Keywords: ESWL, lithotripsy, anti-glomerular basement membrane disease, antigen
Introduction
Anti-glomerular basement membrane (GBM) disease or Goodpasture (GP) disease is a rare but fulminant and fatal disorder. It is widely accepted as a prototypical autoimmune disease induced by autoantibodies targeting the glomerular and alveolar basement membrane [1,2]. The well-defined autoantigen is localized to the non-collagen domain (NC1) of the α3 chain of type IV collagen [α3(IV)NC1] in GBM [3]. In addition, the autoantibodies have been proven to recognize the other 4 α chains (α1, 2, 4, and 5) within type IV collagen [4,5]. Two conformational epitopes, EA and EB, were mapped inside α3(IV)NC1 [6] and sequestered within the GBM in healthy individuals [7]. It is still unknown how the immune tolerance would be breached and epitopes exposed.

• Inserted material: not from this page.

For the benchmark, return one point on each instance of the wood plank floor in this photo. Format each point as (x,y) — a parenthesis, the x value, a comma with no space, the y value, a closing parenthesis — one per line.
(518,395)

One of the accepted mechanisms is that factors such as smoking [8], hydrocarbon exposure [9], infection [10], or preceding glomerular diseases [11–13] would damage the basement membrane and unmask the epitopes [14]. Rare cases have been reported about anti-GBM diseases associated with urinary obstruction [15–18] or nephrectomy [19].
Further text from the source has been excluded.